Lucy and Josh, meanwhile, have a strictly hate-hate relationship; he is anal and domineering, she is sunny and lets people walk all over her. Except that she’s not really that way at all, because as is shown in numerous scenes, she is confrontational with Josh to the point of verbal abuse. Writer Christina Mengert seems to be under the impression that her dialogue is of a lineage with the likes of His Girl Friday in its flirty, fast-paced banter and caustic wit, but what it more resembles is a particularly barbed episode of Hangin’ With Mr. Cooper. A deluge of dialogue delivered at a breakneck pace does not inherently breed cleverness, something we should’ve learned from the likes of Aaron Sorkin ages ago. Naturally, the two are secretly attracted to one another, but continue to play this schoolyard game because they are nothing more than adult-sized babies who act in no way, shape, or form like actual human beings. Both end up going after the same promotion, which stirs up fiery emotions that match their hidden libidos and ultimately cannot be contained. But are the two simply gaslighting one another in an effort to throw the other off their game? In a nutshell, the film proceeds in this way: they hate-flirt, dance around sex, and suspect each other of manipulation on a maddening loop.

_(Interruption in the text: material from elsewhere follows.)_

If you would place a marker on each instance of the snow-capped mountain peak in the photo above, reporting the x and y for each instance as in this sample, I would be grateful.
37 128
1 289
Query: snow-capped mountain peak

Josh, it must be said, is criminally insane. Lucy is not wrong when she describes him as “American Psycho.” He treats her like full trash until suddenly the script decides he shouldn’t, but then ten minutes pass and he’s an asshole again. At one point he tells Lucy that she is not allowed to kiss him again until she makes out with another dude just so he can properly believe her when she utters the words, “No one kisses like you,” a line he forces her to say. He then later professes his undying love after a single date. The film also weirdly portrays the toxic masculinity and sexual harassment present with the publishing offices as borderline comical, until suddenly it realizes it is 2021 and throws in a line about possible prosecution. And then the batshit ending rolls around and finds the fractured couple reuniting seemingly because Lucy gets her way, which is a fairly insulting bow to put on this. Add to that the fact that Hale and Stowell have zero chemistry, which is what you get when you cast two of the most charisma-free actors working today, and you’ve got a final product that’s somehow worse than the duo’s last collab in Blumhouse’s big-screen adaptation of Fantasy Island. The Hating Game is appropriately titled, then, in that it’s sure to inspire that titular emotion in plenty of viewers (one assumes The Crying Game would also have been considered if not already spoken for). For many, this film will be a strong argument to swear off straight white people for good.